El Capitan is designed to start its classified missions in Q1 2025 for the US Government. There is another sister LLNL system to El Capitan, Tuoloumne which is a 208.1 EF system. Italy, HPE Cray also has a new #6 system at 477.9EF based on AMD MI250X. Frontier is now at 1.353EF in HPL making it #2 ahead of the 1.012EF Aurora.
Final Words
On one hand, a 35MW exascale system with tens of thousands of accelerators is huge. On the other hand, the new AI systems are being built to be much larger than today’s Top500 leaders. The question is at what point is a system too big to run Linpack on. Once you have billions of dollars that go into the new generation of AI supercomputers, the question is whether to run Linpack and submit on the Top500.

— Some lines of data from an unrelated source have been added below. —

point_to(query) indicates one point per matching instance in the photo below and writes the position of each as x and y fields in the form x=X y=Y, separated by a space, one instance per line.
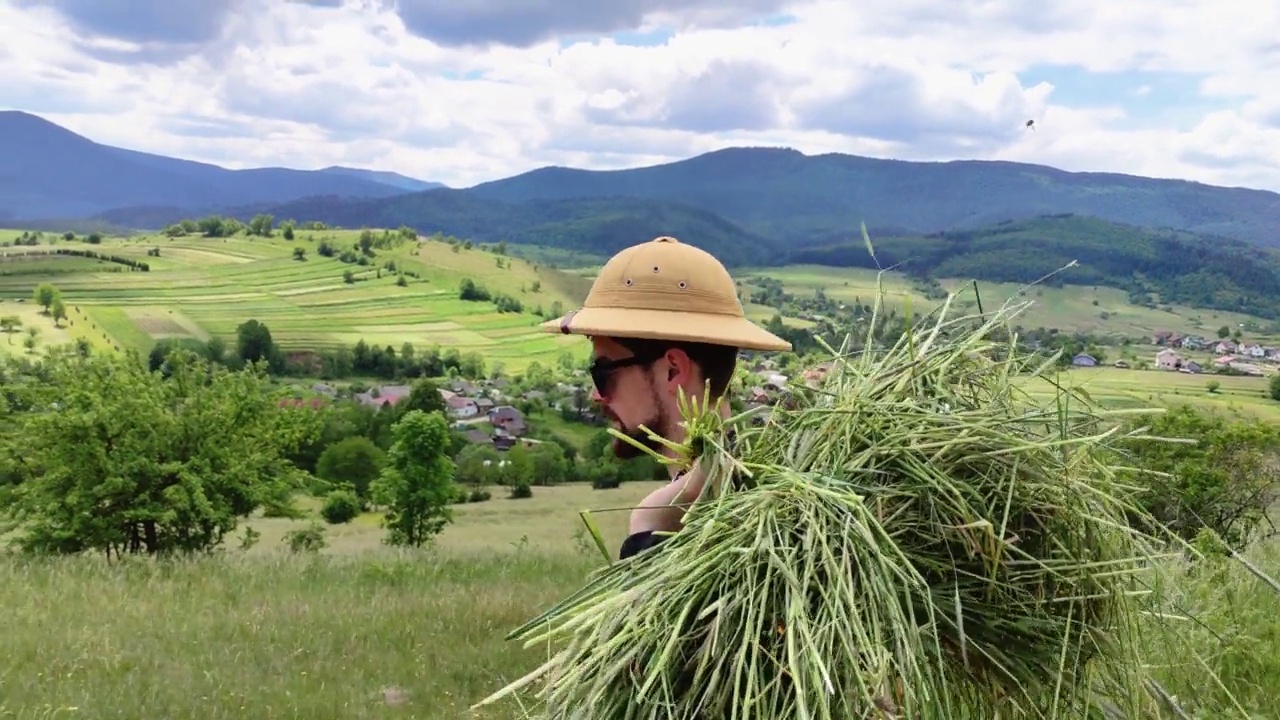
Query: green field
x=1128 y=388
x=1070 y=308
x=205 y=287
x=362 y=632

For some sense Microsoft said that its top supercomputer of three years ago is now the minimum size of a cluster for AI inference as it deploys inference supercomputers for deistributed inference. Microsoft and other hyper-scalers have some huge clusters that are not on the Top500. Beyond that, we recently showed the xAI Colossus system with over 100,000 GPUs. Linpack was not run on that system even though it is much larger than the first three exascale Top500 supercomputers.
Still, a lot of science needs to get done, and for work that requires double-precision calculations, HPE and AMD now hold the pinnacle with El Capitan.
Patrick said “the question is at what point is a system too big to run Linpack on.” In my opinion, unless the system crashes before a run can finish, then it’s not too big.
Meta recently reported a failure on average every three hours in a recent AI training run involving 16,384 H100 GPUs. While only half of those failures were attributed to the GPUs, it would be amazing if xAI had enough fault tolerance to run HPL on that new 100,000 GPU cluster.
It’s also worth noting that Nvidia’s emphasis on AI at the expense of the high-precision arithmetic used in scientific computation has allowed AMD to take the lead in the Top 500.